Of course, when FreeBSD users believe they have the performance advantage, its the best thing since sliced bread. Like when they all thought FreeBSD runs Linux binaries faster than Linux... it actually didn't, but you get the idea.
Count me in then. I remember reading his site back when I got my first burner. He's got (had?) a chart outlining his opinion of varied *nix SCSI implementations. IIRC, Solaris and BSD came out pretty good and Linux was roundly trashed. Yet there were no reasons offered for his remarkably low opinion. When I say "remarkably" I mean that Linux failed in a class of B+ to A students (according to him). I know nothing about comparative SCSI transort layers so I assume he could be correct, but I have never found any technical clue as to what inspires his distaste.

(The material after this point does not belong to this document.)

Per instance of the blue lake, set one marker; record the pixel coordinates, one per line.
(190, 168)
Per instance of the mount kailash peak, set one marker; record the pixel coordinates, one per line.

This chap seems to have completely missed the new and much improved support for ACPI. This is a significant feature addition for linux on laptops. APM does leave a lot to be desired.
FreeBSD folks are very quiet about objective benchmarks. FreeBSD consistently gets its ass creamed by the benchmark results.
There's a dirty big ad for IBM covering the text and any links to the story that might be there.
If you burn a data CD without padding on the end, and the size is just wrong for your kernel/buffer/hardware combination, and you then rip it on a CD-R drive which is driven by the ide-scsi driver (rather than ide-CD) using "dd" without specifying the actual size, the iso image you rip may very well be truncated by up to 300K!. Read the cdrecord manpage if you don't believe me! The problem is that at the end of the disk, an i/o error is flagged, and data in a certain buffer is not returned.
FUCK ide-scsi. Something with that kind of bug shouldn't be in the kernel.